Celebrating how to level the business playing field on World Standards Day
International Standards provide technological, economic and societal benefits by helping to harmonise the product, system and service technical specifications that make industry more efficient. Barriers to international trade are reduced or removed. Not only that, but conformity to International Standards also helps reassure consumers that products are safe, efficient and good for the environment. Celebrating these benefits on 14th of October will be World Standards Day. James Hunt reports:
World Standards Day is not just this year. Each year on the 14th of October, the members of the IEC, ISO and ITU celebrate World Standards Day, a way of paying tribute to the collaborative efforts of the thousands of experts worldwide who develop the voluntary technical agreements that are published as international standards.
Though many complain about cost and bureaucracy, it is fact that International Standards, which enable the broad sharing of knowledge and the dissemination of technological advances in developed and developing countries alike, are strategic tools and guidelines designed to help companies tackle some of the most demanding challenges of modern business.
Moreover, they help businesses to ensure that their operations are as efficient as they can be, increasing productivity and helping companies to access new markets.
Technical barriers arise when different organisations, from anywhere in the world, come together, each with a large user base, all carrying out certain well-established operation that - between them - is mutually incompatible. Establishing International Standards is one way of overcoming this very significant problem.
Standardisation has long crucial for innovation and economic growth. However, the world economy is becoming truly global, so standards now have an even more important role. Those countries that have made International Standards integral to their policies and regulations are better able to protect their populations and provide them with a bigger choice of high quality products.
As the International Electrotechnical Commission (IEC) says: “This becomes ever more important, as today we live in a world that is undergoing profound transformations at every level. Economies have never been more interdependent, and products that are consumed in one market are no longer made in one country; they are ‘made in the world’. In addition, even before they get to the end-consumer, they transit through many countries where manpower or parts add value to the final product.”
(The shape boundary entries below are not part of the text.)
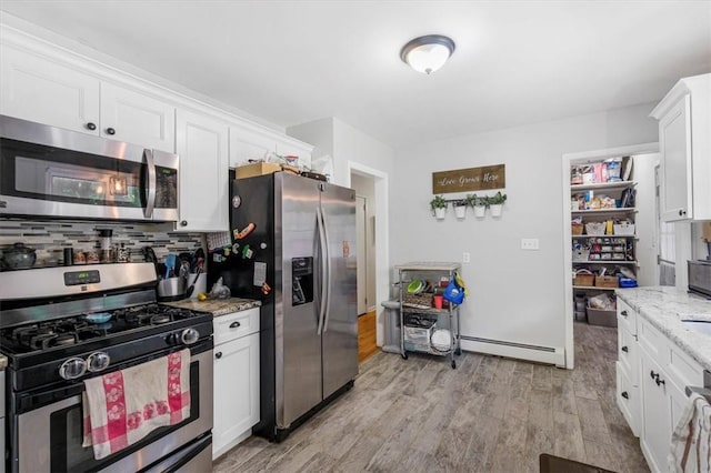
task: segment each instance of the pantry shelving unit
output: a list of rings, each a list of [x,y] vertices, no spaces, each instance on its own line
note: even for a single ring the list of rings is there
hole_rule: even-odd
[[[631,159],[631,158],[630,158]],[[591,160],[587,164],[594,165],[603,160]],[[577,164],[579,165],[579,164]],[[573,165],[574,168],[575,165]],[[571,170],[572,174],[572,170]],[[581,219],[583,223],[583,233],[571,235],[572,251],[572,271],[585,269],[593,273],[598,273],[601,269],[611,272],[615,268],[628,268],[637,274],[637,236],[634,234],[615,234],[610,232],[609,225],[604,222],[612,220],[627,220],[634,222],[637,217],[635,207],[614,207],[614,208],[575,208],[575,202],[590,202],[594,197],[605,195],[615,200],[615,205],[622,203],[622,197],[628,189],[634,189],[637,182],[633,180],[618,180],[614,182],[595,182],[570,185],[571,198],[571,219]],[[598,223],[604,225],[603,234],[587,234],[587,223]],[[633,232],[632,232],[633,233]],[[594,283],[593,283],[594,284]],[[614,298],[614,291],[618,288],[608,288],[600,285],[581,285],[573,282],[572,294],[575,319],[584,318],[584,306],[580,308],[580,300],[597,294],[608,294]],[[581,310],[582,309],[582,310]]]
[[[432,295],[441,294],[440,281],[453,281],[461,270],[459,263],[412,262],[395,265],[400,288],[400,353],[408,359],[408,352],[449,356],[452,369],[457,368],[454,355],[461,354],[460,305],[449,303],[442,309],[433,306]],[[408,293],[408,285],[414,281],[429,281],[433,292],[419,299]],[[424,324],[422,322],[425,322]],[[432,343],[435,332],[449,332],[449,348],[442,349]]]

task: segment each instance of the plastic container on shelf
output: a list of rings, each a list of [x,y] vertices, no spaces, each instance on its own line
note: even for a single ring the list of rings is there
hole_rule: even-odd
[[[614,223],[612,228],[615,235],[631,236],[634,234],[634,223]]]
This is the most important reason for the existence of International Standards, but having effective standards are crucial even in National environments. Think, for example, how the UK electrical installation sector would fare without the IET Wiring Regulations (BS 7671); without this standard it would be a disaster, and dangerous to boot. There are many other examples of this.
World Standards Day 2014 will celebrate the ways in which standards level the playing field for all market participants.
A competition
Each World Standards Day runs a competition that is open to everyone. This, the annual World Standards Day poster competition, is organised by the World Standards Cooporation (WSC -
www.worldstandardscooperation.org , which comprises the International Electrotechnical Commission (IEC -
www.iec.ch, the International Organisation for Standardisation (ISO -
www.iso.org) and the International Telecommunication Union (ITU -
www.itu.int).This year's competition winner was Damar Panji Wijaya, a 20 year-old communications student from Indonesia.
Note that the IEC family comprises 166 countries, 98% of the world population and 96% of world energy generation. Many members celebrate World Standards Day with national activities.